During the war the Bristol Company had started to design a "super-bomber" with a range of 5,000 miles. The idea was abandoned, but it led to the huge airliner, the Brabazon, with its eight engines, twin-coupled and buried in the wings.
On the morning of 4th September, 1949, more than 10,000 people gathered to watch the chief test pilot, Bill Pegg, and his co-pilot Walter Gibb complete the taxi tests before taking off on the aircraft's maiden flight. As the crowds on the ground cheered, the story was transmitted around the globe in what was one of the first uses of live outside broadcasting after the war. In an era devoid of good news, such was the value of this aircraft that the Queen was introduced to the crew and all the newspapers ran stories about the event. Some 250 reporters and photographers, television and newsreel staff were on hand, more than had ever before assembled in Bristol for a single event.

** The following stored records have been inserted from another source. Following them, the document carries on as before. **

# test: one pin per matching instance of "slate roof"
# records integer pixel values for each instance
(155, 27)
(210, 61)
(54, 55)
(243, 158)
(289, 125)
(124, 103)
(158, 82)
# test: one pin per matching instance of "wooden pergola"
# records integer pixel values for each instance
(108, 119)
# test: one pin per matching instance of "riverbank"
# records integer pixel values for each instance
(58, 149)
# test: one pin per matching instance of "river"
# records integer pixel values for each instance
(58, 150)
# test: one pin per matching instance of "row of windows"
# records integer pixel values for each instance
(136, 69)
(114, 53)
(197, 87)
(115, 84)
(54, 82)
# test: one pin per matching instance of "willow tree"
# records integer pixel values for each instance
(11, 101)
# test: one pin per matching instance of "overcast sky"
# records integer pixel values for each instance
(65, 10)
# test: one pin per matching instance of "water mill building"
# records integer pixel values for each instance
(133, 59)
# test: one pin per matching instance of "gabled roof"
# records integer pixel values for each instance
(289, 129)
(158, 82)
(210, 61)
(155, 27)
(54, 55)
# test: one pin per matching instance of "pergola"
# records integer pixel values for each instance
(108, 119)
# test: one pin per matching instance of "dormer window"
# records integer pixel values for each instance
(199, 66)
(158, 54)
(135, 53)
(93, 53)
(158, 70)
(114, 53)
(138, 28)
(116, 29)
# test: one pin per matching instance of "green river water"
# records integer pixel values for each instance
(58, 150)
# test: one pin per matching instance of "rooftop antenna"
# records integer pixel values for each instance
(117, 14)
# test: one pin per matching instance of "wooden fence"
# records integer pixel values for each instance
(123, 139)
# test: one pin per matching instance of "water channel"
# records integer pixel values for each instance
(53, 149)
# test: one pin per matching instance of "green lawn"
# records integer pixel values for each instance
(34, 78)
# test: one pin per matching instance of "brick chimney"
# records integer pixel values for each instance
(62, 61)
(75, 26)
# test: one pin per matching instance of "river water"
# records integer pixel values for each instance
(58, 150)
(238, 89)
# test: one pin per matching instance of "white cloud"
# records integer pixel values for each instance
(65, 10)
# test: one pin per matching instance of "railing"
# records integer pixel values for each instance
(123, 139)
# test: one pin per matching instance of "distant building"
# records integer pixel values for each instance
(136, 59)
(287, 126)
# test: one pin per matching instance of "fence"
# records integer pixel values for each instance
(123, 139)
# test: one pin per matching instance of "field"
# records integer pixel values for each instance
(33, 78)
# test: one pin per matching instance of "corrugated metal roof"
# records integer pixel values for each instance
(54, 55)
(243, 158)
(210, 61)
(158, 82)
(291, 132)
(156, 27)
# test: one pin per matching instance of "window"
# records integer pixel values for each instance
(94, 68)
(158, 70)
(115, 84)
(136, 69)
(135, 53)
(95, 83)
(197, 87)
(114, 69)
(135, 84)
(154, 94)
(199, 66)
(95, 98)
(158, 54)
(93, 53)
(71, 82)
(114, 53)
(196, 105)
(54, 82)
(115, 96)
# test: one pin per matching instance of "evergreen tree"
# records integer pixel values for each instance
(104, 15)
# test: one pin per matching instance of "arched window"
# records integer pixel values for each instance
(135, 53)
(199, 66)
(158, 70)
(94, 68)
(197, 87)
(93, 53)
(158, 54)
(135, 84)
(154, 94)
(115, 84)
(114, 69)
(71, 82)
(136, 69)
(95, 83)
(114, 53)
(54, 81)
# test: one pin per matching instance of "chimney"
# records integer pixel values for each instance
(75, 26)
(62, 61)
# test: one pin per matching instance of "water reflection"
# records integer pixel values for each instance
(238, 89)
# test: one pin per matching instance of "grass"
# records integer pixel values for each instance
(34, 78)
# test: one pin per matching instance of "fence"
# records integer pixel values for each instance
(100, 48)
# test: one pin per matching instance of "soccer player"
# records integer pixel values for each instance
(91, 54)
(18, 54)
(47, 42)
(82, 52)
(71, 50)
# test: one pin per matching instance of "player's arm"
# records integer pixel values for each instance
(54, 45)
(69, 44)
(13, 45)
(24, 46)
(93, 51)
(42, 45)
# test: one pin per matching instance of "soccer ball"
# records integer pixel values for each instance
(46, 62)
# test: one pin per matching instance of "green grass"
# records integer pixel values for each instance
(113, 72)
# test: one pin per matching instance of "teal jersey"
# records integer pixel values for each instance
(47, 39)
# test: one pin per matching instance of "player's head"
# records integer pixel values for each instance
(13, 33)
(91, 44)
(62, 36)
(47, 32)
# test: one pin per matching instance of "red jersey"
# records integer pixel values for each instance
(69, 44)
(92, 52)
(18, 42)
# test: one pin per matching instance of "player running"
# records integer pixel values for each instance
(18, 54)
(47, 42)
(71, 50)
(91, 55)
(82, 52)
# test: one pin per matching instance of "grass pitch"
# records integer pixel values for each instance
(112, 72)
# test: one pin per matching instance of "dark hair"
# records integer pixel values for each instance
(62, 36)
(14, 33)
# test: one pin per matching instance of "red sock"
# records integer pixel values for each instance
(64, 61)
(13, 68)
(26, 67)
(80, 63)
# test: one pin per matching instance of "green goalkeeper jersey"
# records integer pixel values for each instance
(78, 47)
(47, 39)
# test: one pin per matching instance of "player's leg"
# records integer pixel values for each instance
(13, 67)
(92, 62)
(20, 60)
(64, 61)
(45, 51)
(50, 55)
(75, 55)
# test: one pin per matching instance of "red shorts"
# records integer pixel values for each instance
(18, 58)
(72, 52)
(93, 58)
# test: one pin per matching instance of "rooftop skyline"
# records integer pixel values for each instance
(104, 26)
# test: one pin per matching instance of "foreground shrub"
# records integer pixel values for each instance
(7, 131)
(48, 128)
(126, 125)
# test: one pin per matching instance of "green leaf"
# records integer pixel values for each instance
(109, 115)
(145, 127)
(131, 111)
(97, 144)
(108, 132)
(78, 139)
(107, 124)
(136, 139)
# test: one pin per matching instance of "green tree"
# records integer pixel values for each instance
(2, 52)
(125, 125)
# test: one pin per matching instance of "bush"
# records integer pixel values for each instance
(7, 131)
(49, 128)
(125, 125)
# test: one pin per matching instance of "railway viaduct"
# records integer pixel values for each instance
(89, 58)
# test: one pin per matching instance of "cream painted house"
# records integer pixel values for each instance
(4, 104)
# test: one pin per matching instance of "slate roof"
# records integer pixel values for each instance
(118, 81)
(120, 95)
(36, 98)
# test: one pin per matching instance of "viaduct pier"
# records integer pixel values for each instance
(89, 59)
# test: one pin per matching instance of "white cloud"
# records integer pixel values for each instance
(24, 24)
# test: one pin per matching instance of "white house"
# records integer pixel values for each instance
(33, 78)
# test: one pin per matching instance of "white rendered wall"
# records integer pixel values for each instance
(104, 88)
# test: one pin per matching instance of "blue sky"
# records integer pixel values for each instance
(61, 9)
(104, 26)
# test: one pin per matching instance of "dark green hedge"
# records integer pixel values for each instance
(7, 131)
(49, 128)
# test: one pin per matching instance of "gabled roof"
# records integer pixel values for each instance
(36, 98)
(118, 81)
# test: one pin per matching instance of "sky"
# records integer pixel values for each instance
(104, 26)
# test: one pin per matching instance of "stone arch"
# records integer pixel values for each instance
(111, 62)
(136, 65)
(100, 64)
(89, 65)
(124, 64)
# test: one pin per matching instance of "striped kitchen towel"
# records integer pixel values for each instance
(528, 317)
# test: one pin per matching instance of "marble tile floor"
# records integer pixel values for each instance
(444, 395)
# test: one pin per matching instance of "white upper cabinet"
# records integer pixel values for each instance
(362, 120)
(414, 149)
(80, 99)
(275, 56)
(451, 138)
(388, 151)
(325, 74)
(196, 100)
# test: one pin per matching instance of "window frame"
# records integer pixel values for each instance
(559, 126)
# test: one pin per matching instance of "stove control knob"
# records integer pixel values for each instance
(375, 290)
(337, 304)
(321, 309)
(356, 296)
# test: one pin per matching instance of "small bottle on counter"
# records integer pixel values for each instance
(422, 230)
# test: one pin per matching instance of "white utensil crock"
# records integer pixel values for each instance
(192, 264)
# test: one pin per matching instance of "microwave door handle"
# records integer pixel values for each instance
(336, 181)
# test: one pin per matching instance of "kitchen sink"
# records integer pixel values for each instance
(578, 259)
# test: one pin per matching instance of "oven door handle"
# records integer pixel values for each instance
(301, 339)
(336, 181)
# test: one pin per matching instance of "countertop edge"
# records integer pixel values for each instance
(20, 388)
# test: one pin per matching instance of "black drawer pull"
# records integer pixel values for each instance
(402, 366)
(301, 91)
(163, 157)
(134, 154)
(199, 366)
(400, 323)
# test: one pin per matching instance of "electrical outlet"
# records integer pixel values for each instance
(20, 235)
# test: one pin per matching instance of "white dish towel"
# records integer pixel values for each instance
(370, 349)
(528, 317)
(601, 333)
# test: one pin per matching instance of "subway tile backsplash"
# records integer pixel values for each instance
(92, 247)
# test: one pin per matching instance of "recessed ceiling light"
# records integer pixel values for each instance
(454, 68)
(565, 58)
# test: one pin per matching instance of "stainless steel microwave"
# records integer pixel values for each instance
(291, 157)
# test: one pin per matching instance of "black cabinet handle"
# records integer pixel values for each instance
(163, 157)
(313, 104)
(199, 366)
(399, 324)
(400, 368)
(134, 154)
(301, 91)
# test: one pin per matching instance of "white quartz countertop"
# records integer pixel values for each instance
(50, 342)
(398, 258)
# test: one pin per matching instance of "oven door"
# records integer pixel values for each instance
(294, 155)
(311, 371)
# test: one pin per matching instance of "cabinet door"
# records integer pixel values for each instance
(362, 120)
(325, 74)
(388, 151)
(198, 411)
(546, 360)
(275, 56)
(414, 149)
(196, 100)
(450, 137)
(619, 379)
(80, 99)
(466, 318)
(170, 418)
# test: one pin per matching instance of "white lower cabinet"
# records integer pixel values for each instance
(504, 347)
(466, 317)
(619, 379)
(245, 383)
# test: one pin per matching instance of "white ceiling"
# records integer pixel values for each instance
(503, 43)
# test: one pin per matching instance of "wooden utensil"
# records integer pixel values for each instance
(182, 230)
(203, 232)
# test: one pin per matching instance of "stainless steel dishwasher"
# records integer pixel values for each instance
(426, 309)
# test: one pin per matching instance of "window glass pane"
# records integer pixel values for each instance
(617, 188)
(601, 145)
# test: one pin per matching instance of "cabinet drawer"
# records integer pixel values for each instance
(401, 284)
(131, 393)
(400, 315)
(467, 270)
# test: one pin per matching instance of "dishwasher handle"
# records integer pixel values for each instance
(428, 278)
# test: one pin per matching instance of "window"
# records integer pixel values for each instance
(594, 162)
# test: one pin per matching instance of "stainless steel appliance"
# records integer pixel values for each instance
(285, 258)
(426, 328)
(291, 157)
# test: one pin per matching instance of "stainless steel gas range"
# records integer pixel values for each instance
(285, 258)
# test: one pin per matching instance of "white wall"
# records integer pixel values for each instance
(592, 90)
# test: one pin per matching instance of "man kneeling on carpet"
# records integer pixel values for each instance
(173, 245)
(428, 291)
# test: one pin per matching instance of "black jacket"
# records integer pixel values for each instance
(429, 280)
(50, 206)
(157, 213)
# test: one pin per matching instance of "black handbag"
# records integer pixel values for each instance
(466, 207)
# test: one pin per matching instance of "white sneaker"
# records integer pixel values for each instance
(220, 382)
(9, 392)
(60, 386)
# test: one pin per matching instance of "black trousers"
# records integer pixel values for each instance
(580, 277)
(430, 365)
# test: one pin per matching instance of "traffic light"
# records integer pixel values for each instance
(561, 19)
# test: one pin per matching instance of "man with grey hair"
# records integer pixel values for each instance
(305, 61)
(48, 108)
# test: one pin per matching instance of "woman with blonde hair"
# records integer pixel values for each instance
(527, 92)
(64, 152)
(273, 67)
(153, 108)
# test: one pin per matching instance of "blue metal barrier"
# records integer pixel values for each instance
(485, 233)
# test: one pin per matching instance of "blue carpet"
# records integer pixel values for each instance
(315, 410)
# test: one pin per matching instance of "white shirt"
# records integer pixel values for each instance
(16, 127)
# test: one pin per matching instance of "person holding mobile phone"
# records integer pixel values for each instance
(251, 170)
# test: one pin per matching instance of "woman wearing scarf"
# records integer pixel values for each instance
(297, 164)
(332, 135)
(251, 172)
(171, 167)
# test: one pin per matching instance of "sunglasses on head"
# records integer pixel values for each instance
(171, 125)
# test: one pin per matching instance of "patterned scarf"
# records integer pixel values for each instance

Apart from Pegg, Walter was the only other pilot to fly the Brabazon. On his first flight in command (the aircraft's thirteenth) the airliner suffered a hydraulic failure, and Walter was forced to land the aircraft without the flaps. Eventually the elegant Brabazon was scrapped as being uneconomical.
Walter carried out a great deal of the test flying of the turbo-prop Britannia. On one flight he was checking the stalling characteristics of the aircraft. As he selected the flaps up, the big airliner rolled on to its back (unknown to Gibb, one of the flaps had failed to retract). After losing many thousands of feet, he managed to regain control. Asked later what he had done, he replied: "I undid the last action I had made." By putting the flaps back down, he had restored the balance of the aircraft.
In March 1955, Walter took a Britannia to Johannesburg, with only one refuelling stop at Khartoum, arriving in just under 19 hours, some two hours quicker than the Comet jet airliner. This impressive performance was headline news in the following day's issue of The Daily Telegraph.
Over the next few years, Walter demonstrated the airliner on sales tours to many airlines, assisted in the training of their pilots and conducted many route-proving flights. In 1960 he retired from test flying to become head of service and technical support with the British Aircraft Corporation, which had absorbed Bristols. He held the post until 1978, when he became managing director, and later chairman, of British Aerospace Australia.
Walter was modest about his many achievements. When asked in later life what had given him the greatest pleasure, he identified working as an apprentice on the Pegasus engine that powered the Wellesley aircraft that created a world long-distance record in November 1938.
A burly, imposing man, Walter Gibb was a long-standing and devoted member of the Thornbury Sailing Club. He sailed regularly until he was 83, was twice the club's commodore and also a long-serving vice-president. Latterly he was president of the club. He was also a much sought-after lecturer.